Patient Engagement, Health IT

Amino adds health savings accounts to healthcare navigation business

"Hospitals have become debt collection businesses," Amino CEO and Cofounder David Vivero observed. He believes that integrating health savings accounts with the company's healthcare navigation tools is one way to address this issue.

The new year will mark a product shift for San Francisco price transparency and appointment booking business Amino with the offer of health savings accounts. In a phone interview, CEO David Vivero explained how integrating the savings accounts with its healthcare navigation tools dovetails with the company’s drive to help people spend less on healthcare as a rise of high deductible health plans means they face more out-of-pocket costs.

Vivero observed that HSAs tend to be pushed on people but they often don’t use them because they don’t understand their advantages. Part of the company’s educational content has focused on educating users about HSAa in tandem with saving for healthcare.

“Hospitals have become debt collection businesses,” Vivero observed. He sees HSAs as one way to address this issue.

Currently, about 28 percent of people with private insurance have health plans that use health savings accounts, according to data from the Employee Benefit Research Institute. Vivero sees an opportunity for growth in this market.

The web-based interface and mobile app supporting HSAs will help users identify personal goals and include educational content on how much to save and when, according to the news release. Users can track transactions and upload receipts through text as well as Amino’s mobile apps.

Vivero said the company is building its HSA business organically —one-third of its staff is working on them.

presented by

Amino plans to make HSAs available to employers in March with flexible options for employees on low and high deductible plans, according to the news release. Amino will roll out HSAs to individuals insured through the marketplace later this year. It plans to charge companies $2.50 per employee per month in the first year before increasing its rates to $4.00 per employee per month in  2019.

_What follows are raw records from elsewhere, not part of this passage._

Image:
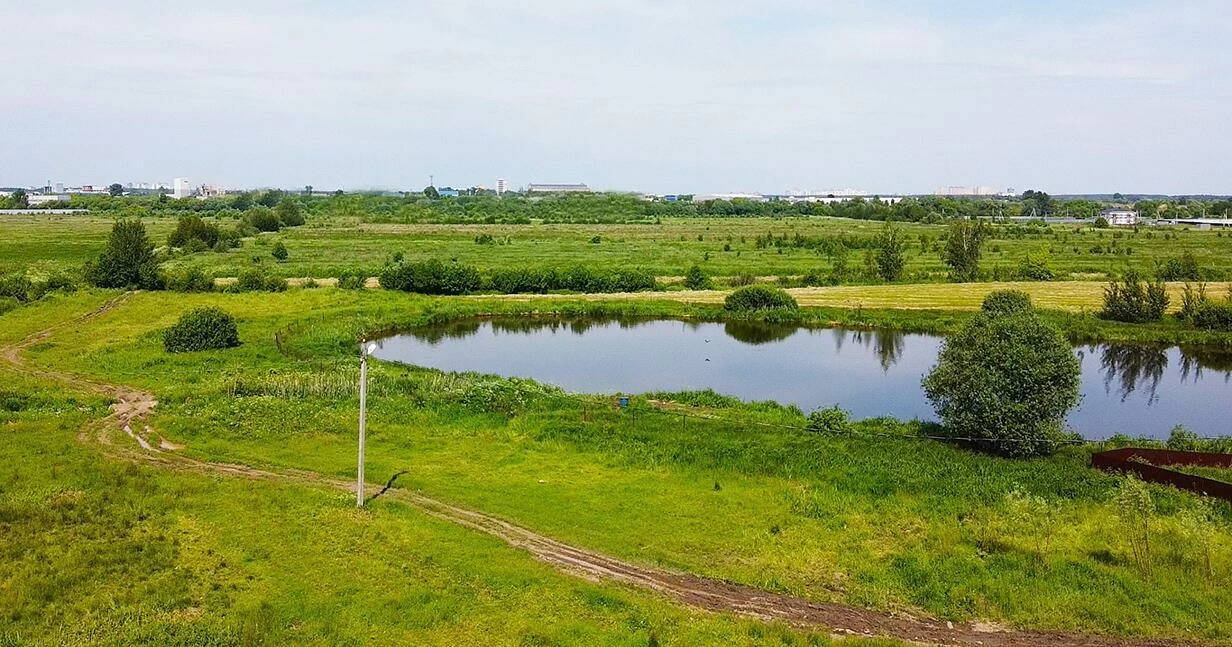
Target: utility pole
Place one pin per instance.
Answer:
(365, 350)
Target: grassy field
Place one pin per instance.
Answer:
(906, 525)
(723, 247)
(1068, 296)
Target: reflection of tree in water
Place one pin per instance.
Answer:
(758, 332)
(887, 344)
(465, 328)
(1132, 366)
(1194, 360)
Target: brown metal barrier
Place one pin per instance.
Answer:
(1148, 465)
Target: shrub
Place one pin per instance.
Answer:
(263, 219)
(127, 261)
(290, 212)
(696, 279)
(829, 420)
(191, 280)
(430, 277)
(1183, 269)
(16, 286)
(577, 279)
(1135, 301)
(962, 248)
(743, 279)
(201, 329)
(1193, 300)
(1007, 302)
(352, 279)
(759, 298)
(1214, 317)
(890, 256)
(1033, 269)
(191, 228)
(1005, 382)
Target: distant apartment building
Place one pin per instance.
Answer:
(181, 187)
(1120, 217)
(557, 189)
(971, 191)
(35, 200)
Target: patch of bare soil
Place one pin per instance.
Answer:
(132, 408)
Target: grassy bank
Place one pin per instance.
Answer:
(330, 244)
(888, 523)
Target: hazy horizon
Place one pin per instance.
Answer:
(887, 96)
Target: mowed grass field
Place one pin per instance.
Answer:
(1069, 296)
(895, 524)
(723, 247)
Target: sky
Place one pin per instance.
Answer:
(657, 96)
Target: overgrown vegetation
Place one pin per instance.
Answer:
(759, 298)
(1134, 300)
(201, 329)
(1005, 381)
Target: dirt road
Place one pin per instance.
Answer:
(125, 434)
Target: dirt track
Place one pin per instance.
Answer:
(132, 407)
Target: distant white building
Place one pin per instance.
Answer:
(750, 197)
(36, 200)
(1120, 217)
(971, 191)
(557, 189)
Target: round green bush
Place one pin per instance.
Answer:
(1007, 302)
(201, 329)
(1005, 383)
(759, 298)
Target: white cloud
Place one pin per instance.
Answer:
(632, 94)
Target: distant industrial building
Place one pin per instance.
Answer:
(750, 197)
(972, 191)
(829, 199)
(181, 189)
(35, 200)
(1120, 217)
(557, 189)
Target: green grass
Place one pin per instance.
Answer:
(100, 552)
(329, 244)
(890, 524)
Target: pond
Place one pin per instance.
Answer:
(1130, 388)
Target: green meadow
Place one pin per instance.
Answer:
(102, 551)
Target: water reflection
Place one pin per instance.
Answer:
(888, 345)
(1134, 388)
(757, 333)
(1131, 366)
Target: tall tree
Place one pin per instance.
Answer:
(127, 261)
(891, 253)
(964, 247)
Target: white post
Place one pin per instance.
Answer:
(364, 403)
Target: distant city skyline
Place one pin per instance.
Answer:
(637, 95)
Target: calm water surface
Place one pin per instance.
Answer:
(1136, 390)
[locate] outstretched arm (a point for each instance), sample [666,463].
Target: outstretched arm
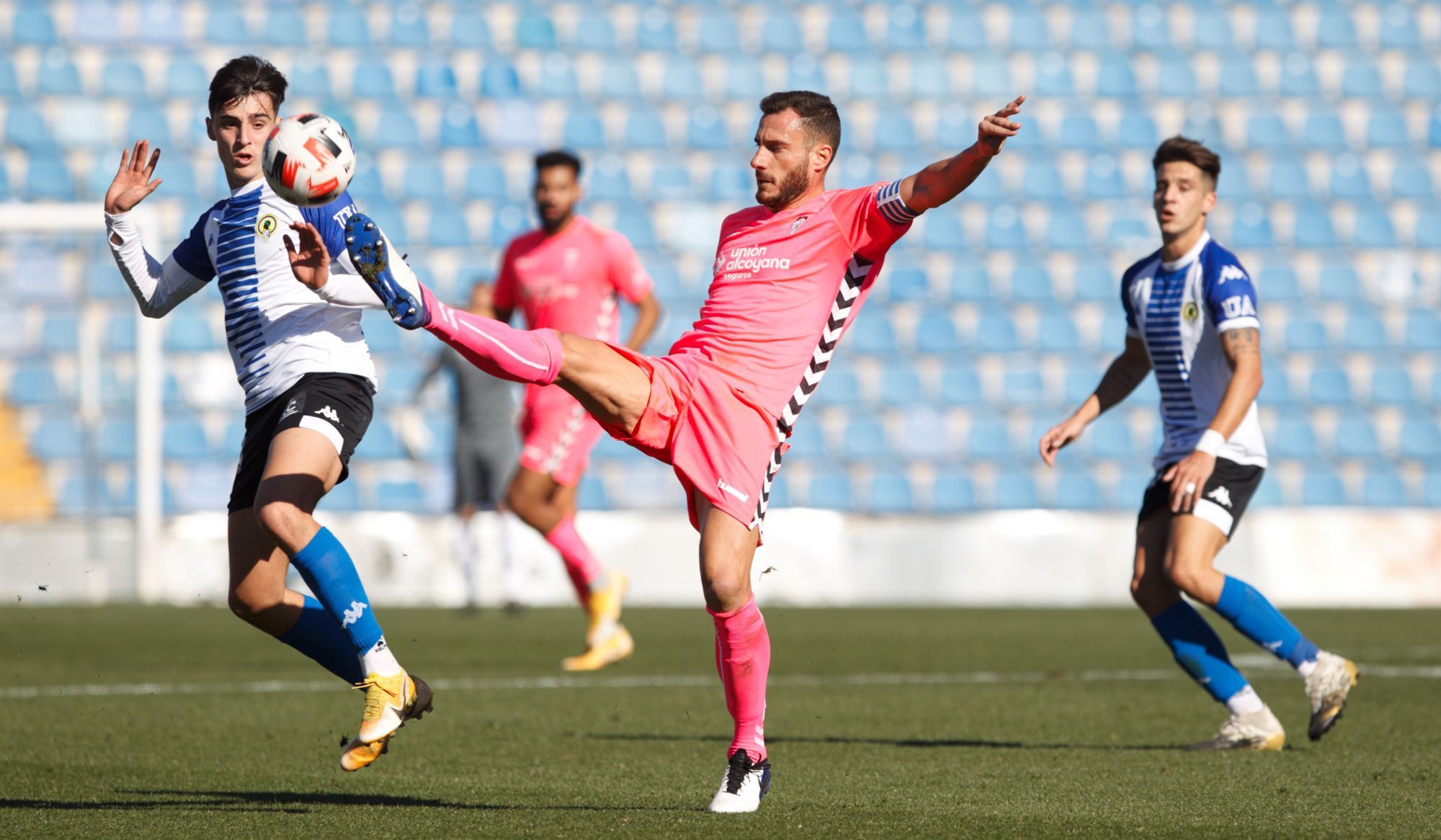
[945,179]
[156,287]
[1126,372]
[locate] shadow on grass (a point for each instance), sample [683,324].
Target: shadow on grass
[285,803]
[916,743]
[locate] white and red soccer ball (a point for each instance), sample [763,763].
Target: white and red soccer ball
[309,161]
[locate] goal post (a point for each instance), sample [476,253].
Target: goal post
[87,218]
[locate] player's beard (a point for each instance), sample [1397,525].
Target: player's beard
[788,189]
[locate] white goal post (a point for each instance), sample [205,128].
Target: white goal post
[89,218]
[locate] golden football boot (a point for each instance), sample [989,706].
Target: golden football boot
[612,651]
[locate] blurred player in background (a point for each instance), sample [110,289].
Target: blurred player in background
[485,456]
[567,277]
[1191,315]
[309,384]
[789,277]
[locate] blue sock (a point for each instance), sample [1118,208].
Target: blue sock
[1250,613]
[1198,649]
[319,638]
[331,574]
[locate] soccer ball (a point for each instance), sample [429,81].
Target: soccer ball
[309,161]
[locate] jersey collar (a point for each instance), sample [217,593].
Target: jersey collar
[1190,257]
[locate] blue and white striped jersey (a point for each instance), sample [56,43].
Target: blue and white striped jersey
[1181,309]
[277,329]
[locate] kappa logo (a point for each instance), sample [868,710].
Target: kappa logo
[354,613]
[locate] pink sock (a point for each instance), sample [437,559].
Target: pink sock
[580,564]
[744,661]
[531,357]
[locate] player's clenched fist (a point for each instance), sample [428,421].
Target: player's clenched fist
[996,128]
[133,182]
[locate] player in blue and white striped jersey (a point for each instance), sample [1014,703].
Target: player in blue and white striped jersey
[1191,315]
[309,383]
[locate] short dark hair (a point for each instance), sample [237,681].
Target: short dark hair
[1185,151]
[243,77]
[818,113]
[558,158]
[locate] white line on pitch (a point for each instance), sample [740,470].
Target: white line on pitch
[651,682]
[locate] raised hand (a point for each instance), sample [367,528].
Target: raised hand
[996,128]
[309,260]
[133,182]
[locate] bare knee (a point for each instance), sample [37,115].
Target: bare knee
[286,524]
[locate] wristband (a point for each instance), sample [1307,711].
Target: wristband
[1211,443]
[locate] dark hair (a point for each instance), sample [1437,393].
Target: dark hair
[818,113]
[1185,151]
[558,158]
[243,77]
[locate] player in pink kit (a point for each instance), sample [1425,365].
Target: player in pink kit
[789,279]
[567,277]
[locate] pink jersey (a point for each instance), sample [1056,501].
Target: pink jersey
[786,287]
[570,282]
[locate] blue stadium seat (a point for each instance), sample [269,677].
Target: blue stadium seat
[1384,488]
[1420,439]
[1398,28]
[348,28]
[1357,439]
[1411,179]
[655,31]
[909,285]
[1138,130]
[1057,334]
[1015,491]
[1335,30]
[1325,132]
[1239,79]
[1329,387]
[1077,492]
[832,491]
[1299,77]
[1116,79]
[996,332]
[32,27]
[535,31]
[1275,30]
[285,27]
[1324,486]
[1293,439]
[1361,80]
[1031,282]
[1090,30]
[847,31]
[943,231]
[906,30]
[1313,228]
[953,492]
[718,32]
[1054,76]
[989,440]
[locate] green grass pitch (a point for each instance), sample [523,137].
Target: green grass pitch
[883,724]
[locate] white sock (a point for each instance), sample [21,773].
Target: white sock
[380,661]
[1246,702]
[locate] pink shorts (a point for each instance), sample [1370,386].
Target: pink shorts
[721,444]
[557,436]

Offering HSAs seems like a dramatic shift for Amino but Vivero isn’t concerned with how it will affect the way people perceive his business because they have misunderstood the company before. 

We were originally perceived as competing with healthcare rating sites. When we added price transparency tools, people thought now we’re competing with them. People are asking the wrong questions. This bucket view categorization of healthcare companies is the wrong way to look at it…We should not be seeing the world in terms of classification of vendors but in the integration of the consumer experience.”